Claudia worked on this piece of analytics for the last 6 months. It was nerve-wracking. She was working for a large global provider of syndicated market research that had assembled a mind-blowing dataset: Data about all new product launches in CPG in the US. Details product perception and presales purchase intent, sales data, distribution data, everything.
Claudia’s task was to build a mechanism that predicts -based on presales shopper assessments- whether or not a product will sell and survive.
Nothing worked. Purchase intent correlated with success ZERO. Regression delivered R2 close to ZERO. Then, some destiny let the company reach out to us at Success Drivers.
We ran our holistic causal machine learning approach and achieved great explanation power but something was still odd. Typically, the method gives great transparency about causal relationships, nonlinearities, and two-way interactions of any kind.
We paused. The look at the skewed distribution of success (very few are very successful) brought the Eureka moment. Such a distribution evolved only if you multiply four or more independent success drivers. Its rare that all 4 hit the mark at a time, so it becomes rare that a product survives the first year after lunch.
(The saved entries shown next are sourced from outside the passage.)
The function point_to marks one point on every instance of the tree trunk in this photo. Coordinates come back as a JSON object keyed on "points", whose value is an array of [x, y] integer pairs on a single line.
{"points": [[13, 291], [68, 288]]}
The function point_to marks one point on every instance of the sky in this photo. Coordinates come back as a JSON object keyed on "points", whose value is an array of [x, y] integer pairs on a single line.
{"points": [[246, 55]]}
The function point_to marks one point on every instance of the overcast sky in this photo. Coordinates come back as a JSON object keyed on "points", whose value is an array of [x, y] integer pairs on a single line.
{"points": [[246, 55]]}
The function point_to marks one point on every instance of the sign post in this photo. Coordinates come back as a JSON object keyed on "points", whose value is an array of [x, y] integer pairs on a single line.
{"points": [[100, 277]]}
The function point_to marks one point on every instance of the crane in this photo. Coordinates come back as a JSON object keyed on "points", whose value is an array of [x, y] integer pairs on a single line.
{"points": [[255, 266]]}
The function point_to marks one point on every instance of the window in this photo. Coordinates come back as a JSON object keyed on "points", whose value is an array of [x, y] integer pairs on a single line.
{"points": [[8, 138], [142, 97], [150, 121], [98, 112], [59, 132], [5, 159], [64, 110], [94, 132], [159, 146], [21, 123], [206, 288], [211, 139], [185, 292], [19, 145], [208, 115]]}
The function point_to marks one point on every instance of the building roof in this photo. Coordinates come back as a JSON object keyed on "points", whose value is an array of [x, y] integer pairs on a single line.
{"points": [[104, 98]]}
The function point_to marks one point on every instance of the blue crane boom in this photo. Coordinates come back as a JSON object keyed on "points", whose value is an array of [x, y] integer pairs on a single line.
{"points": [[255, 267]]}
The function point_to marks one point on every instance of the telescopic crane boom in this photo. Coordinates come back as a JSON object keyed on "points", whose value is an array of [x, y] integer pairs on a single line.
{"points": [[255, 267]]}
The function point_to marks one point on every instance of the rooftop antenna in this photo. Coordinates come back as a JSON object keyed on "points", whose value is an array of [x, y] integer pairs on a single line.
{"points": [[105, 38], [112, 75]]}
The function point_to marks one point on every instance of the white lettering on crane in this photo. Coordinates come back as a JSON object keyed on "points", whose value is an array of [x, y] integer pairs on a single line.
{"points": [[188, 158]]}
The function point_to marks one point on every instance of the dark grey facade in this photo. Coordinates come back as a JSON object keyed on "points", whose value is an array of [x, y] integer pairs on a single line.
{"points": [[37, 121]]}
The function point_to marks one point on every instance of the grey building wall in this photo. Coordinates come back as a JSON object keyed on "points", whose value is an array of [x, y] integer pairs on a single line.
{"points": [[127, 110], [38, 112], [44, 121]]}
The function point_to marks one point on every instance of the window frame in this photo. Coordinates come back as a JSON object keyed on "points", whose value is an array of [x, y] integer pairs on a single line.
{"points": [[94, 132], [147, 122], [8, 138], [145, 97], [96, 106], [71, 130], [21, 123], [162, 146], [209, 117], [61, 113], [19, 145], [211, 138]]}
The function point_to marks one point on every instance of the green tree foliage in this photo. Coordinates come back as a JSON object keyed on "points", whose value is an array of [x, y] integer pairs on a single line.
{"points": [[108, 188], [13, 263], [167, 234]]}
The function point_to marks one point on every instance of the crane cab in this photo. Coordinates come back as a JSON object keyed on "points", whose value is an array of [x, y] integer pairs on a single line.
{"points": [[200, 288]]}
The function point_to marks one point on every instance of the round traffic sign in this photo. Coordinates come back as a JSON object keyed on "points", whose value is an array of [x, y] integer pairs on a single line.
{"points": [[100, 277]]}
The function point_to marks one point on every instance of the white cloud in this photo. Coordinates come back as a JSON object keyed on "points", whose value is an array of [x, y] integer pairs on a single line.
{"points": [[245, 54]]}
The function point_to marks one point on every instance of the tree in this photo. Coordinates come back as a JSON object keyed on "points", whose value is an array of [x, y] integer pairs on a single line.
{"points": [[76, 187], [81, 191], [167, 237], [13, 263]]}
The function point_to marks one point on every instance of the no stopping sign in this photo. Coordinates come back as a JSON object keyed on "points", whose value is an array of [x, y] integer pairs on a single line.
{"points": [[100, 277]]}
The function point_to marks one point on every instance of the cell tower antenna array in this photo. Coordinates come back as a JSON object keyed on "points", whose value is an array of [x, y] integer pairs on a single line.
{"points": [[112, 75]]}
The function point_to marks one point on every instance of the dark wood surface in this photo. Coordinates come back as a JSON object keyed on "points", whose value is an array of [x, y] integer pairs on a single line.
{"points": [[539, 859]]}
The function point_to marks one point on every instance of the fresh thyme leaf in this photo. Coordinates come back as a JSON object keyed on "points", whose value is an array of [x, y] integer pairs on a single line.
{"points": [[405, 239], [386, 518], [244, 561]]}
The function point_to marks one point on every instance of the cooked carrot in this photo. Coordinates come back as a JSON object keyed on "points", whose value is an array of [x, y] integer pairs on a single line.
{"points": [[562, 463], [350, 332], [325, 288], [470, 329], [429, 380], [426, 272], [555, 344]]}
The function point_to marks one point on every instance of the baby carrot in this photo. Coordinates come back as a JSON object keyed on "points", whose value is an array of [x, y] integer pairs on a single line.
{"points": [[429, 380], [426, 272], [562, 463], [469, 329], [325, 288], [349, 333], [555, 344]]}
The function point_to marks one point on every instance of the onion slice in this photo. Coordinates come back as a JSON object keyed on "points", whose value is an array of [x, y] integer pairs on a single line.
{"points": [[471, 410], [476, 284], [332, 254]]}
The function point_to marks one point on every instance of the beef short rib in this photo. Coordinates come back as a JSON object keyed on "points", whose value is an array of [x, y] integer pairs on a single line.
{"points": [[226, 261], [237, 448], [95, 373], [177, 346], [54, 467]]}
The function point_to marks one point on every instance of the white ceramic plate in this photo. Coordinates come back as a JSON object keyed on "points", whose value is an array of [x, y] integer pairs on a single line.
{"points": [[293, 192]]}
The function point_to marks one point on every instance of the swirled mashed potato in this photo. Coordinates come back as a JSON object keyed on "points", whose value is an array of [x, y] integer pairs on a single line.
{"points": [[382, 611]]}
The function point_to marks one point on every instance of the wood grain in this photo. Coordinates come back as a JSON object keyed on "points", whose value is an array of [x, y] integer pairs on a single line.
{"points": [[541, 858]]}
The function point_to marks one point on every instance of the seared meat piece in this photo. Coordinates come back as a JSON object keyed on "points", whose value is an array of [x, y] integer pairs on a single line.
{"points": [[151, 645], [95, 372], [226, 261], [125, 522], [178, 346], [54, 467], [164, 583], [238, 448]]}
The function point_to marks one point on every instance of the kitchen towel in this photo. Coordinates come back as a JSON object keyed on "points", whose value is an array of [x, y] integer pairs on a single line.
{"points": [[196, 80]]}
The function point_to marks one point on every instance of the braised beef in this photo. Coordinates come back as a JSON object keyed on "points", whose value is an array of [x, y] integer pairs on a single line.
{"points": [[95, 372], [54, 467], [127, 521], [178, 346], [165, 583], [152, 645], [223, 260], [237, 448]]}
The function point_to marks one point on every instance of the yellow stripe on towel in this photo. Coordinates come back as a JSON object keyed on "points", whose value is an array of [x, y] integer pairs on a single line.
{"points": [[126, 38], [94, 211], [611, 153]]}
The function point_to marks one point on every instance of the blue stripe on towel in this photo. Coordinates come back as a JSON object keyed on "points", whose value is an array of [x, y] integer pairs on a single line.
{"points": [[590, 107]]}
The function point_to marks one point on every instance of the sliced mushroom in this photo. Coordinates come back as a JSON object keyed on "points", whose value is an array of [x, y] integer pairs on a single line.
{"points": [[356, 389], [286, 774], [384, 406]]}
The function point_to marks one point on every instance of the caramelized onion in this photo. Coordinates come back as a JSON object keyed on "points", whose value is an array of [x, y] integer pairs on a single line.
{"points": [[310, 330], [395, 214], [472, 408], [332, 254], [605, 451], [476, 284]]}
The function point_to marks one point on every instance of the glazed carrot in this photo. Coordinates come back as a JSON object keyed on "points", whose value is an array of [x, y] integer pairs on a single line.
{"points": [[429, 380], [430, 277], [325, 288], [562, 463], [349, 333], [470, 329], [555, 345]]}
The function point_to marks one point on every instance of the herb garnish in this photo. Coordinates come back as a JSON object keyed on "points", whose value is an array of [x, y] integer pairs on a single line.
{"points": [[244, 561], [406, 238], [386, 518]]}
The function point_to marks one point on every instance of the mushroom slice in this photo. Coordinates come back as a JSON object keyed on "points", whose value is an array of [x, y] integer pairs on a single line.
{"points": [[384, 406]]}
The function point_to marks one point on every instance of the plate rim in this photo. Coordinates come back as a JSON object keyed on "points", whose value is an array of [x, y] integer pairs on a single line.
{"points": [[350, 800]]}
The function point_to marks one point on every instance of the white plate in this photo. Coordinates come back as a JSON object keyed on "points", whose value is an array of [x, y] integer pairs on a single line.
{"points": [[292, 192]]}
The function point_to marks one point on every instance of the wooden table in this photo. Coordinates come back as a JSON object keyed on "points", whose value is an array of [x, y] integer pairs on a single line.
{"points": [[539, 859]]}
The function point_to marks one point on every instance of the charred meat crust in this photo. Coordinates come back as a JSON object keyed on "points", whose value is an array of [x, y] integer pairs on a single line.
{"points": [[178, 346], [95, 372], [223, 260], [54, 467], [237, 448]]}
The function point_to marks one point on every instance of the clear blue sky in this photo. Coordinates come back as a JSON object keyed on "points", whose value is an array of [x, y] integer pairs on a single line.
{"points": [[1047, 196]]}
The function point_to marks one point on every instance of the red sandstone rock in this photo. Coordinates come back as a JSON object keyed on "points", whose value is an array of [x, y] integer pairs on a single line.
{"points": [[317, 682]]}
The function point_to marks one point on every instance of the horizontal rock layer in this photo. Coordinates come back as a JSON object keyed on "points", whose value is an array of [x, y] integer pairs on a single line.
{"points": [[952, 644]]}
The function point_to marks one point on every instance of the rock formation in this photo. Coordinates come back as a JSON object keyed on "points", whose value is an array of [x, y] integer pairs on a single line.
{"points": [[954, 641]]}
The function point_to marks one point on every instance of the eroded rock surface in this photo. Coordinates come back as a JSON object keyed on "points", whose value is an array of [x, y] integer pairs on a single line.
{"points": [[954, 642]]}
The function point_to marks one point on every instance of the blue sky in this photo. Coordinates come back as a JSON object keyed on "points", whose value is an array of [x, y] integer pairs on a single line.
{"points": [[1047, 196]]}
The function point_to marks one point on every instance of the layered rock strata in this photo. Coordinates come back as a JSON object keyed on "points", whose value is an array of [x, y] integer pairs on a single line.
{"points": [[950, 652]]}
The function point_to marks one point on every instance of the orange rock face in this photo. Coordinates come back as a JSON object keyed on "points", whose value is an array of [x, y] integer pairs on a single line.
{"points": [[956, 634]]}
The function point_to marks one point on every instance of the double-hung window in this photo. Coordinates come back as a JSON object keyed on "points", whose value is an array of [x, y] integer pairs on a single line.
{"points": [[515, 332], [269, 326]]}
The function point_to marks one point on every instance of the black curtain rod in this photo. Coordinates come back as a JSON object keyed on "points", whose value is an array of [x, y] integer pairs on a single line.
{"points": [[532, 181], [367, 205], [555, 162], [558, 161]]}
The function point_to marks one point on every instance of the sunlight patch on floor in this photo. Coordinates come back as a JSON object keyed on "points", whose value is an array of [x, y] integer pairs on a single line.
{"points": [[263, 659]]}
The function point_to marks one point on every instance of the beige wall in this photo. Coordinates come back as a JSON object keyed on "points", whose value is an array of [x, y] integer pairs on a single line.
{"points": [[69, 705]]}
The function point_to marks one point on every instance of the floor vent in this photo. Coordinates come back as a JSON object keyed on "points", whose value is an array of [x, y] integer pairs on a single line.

Suddenly all this made sense. You will not survive with bad packaging or messaging, hardly with a missing brand. You will not survive if the pricing is not appropriate. You will not survive if the product is not that great, so people don’t want to rebuy it. You will not survive if retailers do not put the product on their shelves.
There are so many MUST Dos, it is likely that you miss just one of them. If you do, you fail.
Methodically speaking, this is a 4-way interaction – the success can be computed by multiplying success drivers variables. Causal machine learning can learn this out of data.
Later, I realized this learning applies to some degree to all business success drivers. Drivers seemed to work indeed independently on an incremental/micro level, but not on a macro level. This is why we can get easily fooled.